The conference is organized under the auspices of the IEEE Control Systems Society, with program committees and organizing committees often populated by faculty from Massachusetts Institute of Technology, Stanford University, University of Michigan, ETH Zurich, and Imperial College London. Leadership roles rotate among officers linked to institutions like California Institute of Technology, University of Cambridge, University of Oxford, National University of Singapore, and Tsinghua University. Sponsorship and collaborations have included National Science Foundation, European Commission, Defense Advanced Research Projects Agency, Toyota, and Siemens.
Landmark works presented include foundational results by Rudolf Kalman on filtering, contributions by Lotfi Zadeh on fuzzy control, advances by Richard Bellman on dynamic programming, and networked systems results connected to Oded Goldreich-adjacent algorithmic theory; subsequent influential papers have cited methods from John N. Tsitsiklis, Michael J. Black, Judea Pearl, Leslie Valiant, and Shimon Even. The conference has disseminated breakthroughs in convex optimization with links to Stephen Boyd, Lieven Vandenberghe, and Yinyu Ye, and in distributed control referencing Marco Dorigo-inspired swarm work and John Maynard Smith-related evolutionary dynamics.
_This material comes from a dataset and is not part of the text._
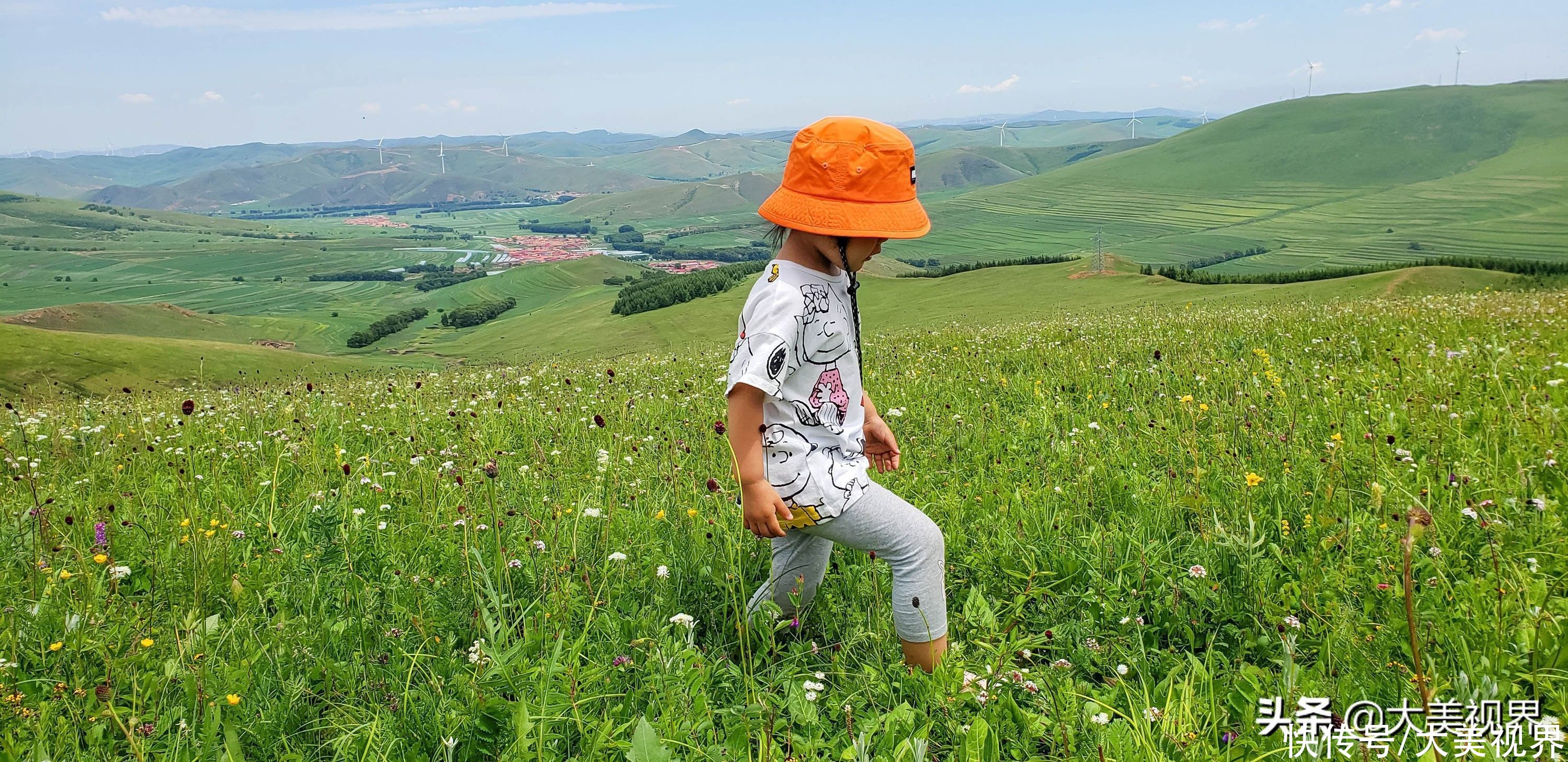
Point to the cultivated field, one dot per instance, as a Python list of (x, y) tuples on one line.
[(1153, 516)]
CDC presentations and authors have received recognitions such as the IEEE Medal of Honor, IEEE Control Systems Award, George S. Axelby Award, Elliott Cresson Medal, and mentions in prize lists including Turing Award winners and Gödel Prize recipients. Best paper awards and young investigator prizes often highlight work from teams affiliated with Harvard University, Princeton University, ETH Zurich, Politecnico di Milano, and Seoul National University.
Annual attendance typically includes researchers, engineers, and students from Massachusetts Institute of Technology, Stanford University, University of California, Berkeley, ETH Zurich, and University of Tokyo, with proceedings published in the IEEE Xplore archive and indexed alongside series from ACM Digital Library, Scopus, Web of Science, and Google Scholar. Proceedings volumes and special issues frequently appear in journals such as IEEE Transactions on Automatic Control, Automatica, SIAM Journal on Control and Optimization, IEEE Control Systems Magazine, and International Journal of Robust and Nonlinear Control.